University of the West of Scotland’s Institute of Thin Films, Sensors & Imaging, in partnership with Glasgow, Strathclyde and Lancaster universities, have secured funding from the Science and Technology Funding Council (STFC) for ongoing research in gravitational wave (GW) detection and associated astronomy.
Gravitational wave research is dynamic and fast-moving, with astronomers first witnessing these ripples in space-time a few short years ago. For these detections to occur, it took decades of groundwork from theorists, scientists and engineers. Today, we are now seeing the fruits of that hard work pay off with new observations and new results coming with heartening regularity.
The news comes as STFC has allocated £9.4million to UK universities and institutes for gravitational wave research, with hopes to continue the ground-breaking science, including £5.4 million to the consortium involving UWS ITFSI.
STFC commented “continuing to fund this research is vital in enhancing our understanding of the Universe and STFC is proud of the role it plays in this endeavour”.
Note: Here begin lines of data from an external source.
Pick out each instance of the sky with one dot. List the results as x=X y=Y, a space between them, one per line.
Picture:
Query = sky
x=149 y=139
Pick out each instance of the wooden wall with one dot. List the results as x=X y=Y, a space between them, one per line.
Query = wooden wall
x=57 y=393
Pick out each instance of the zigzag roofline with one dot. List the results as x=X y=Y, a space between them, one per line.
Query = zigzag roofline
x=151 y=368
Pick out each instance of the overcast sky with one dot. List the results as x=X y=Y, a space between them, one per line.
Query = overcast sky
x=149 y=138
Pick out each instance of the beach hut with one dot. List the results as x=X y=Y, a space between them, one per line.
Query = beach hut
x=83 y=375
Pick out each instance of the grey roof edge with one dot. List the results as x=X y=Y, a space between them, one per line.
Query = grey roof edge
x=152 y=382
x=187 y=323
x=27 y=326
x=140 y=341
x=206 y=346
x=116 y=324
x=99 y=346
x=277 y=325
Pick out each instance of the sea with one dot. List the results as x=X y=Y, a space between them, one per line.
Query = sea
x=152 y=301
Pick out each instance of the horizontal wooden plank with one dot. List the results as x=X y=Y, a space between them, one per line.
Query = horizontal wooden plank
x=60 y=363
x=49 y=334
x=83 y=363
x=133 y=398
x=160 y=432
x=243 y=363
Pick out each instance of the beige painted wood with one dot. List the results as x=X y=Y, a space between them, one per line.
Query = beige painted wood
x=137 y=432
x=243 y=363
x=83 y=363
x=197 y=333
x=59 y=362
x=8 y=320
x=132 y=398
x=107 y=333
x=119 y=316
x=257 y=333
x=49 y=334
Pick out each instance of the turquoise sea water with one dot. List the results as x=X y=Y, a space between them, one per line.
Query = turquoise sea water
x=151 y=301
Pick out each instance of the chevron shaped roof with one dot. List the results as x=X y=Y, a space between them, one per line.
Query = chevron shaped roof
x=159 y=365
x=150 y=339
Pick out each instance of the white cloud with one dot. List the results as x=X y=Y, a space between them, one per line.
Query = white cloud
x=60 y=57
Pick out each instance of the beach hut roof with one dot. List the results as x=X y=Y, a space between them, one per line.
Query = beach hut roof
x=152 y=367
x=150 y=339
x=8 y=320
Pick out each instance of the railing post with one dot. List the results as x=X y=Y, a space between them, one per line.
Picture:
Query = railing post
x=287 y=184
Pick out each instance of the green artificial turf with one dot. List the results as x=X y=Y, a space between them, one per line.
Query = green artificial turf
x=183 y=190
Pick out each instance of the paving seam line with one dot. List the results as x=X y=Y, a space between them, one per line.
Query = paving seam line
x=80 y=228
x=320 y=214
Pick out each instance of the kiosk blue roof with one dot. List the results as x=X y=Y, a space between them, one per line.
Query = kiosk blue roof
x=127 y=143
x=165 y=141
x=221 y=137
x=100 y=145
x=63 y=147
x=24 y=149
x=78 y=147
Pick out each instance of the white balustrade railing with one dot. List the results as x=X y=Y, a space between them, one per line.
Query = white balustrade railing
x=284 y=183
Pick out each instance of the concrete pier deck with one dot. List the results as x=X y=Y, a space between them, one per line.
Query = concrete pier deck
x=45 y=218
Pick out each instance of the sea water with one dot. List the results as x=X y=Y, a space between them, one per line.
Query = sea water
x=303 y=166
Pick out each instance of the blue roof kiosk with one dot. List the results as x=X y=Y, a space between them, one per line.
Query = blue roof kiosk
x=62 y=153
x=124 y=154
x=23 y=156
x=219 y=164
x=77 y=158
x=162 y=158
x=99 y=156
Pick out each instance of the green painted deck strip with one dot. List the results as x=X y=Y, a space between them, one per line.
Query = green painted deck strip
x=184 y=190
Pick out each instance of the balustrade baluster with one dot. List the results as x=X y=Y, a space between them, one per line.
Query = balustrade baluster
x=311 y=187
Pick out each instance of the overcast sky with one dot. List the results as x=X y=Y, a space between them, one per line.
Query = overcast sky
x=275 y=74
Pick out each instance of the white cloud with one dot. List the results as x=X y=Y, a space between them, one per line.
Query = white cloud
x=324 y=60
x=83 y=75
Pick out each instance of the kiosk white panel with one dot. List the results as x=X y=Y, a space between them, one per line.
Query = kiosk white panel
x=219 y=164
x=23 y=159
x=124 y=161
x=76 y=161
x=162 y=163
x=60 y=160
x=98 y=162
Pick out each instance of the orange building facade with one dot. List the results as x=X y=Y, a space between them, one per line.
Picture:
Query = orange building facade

UWS is part of the international network of 1400 scientists, the LIGO Scientific Collaboration (LSC), who made the observation of gravitational waves.
UWS ITFSI involvement will focus on researching next generation optical coating technology, working with colleagues at Glasgow, Strathclyde and Lancaster universities to increase GW detection efficiencies. UWS ITFSI principal investigator will be Prof Des Gibson with Dr Carlos Garcia Nunez as co-investigator, both active members of LIGO LSC.
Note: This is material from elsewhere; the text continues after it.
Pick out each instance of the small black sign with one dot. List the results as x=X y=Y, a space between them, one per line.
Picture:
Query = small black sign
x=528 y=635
UWS ITFSI ITFSI has a wide range of InnovateUK, STFC, Royal Society, British Council, Royal Academy of Engineering, Scottish Enterprise and Horizon 2020 funded projects, including seven direct and indirect Knowledge Transfer Partnership projects with industrial partners. ITFSI has a successful masters programme in Advanced Thin Film Technologies and is commercialising research through two company spin-outs: Novosound & Albasense Ltd.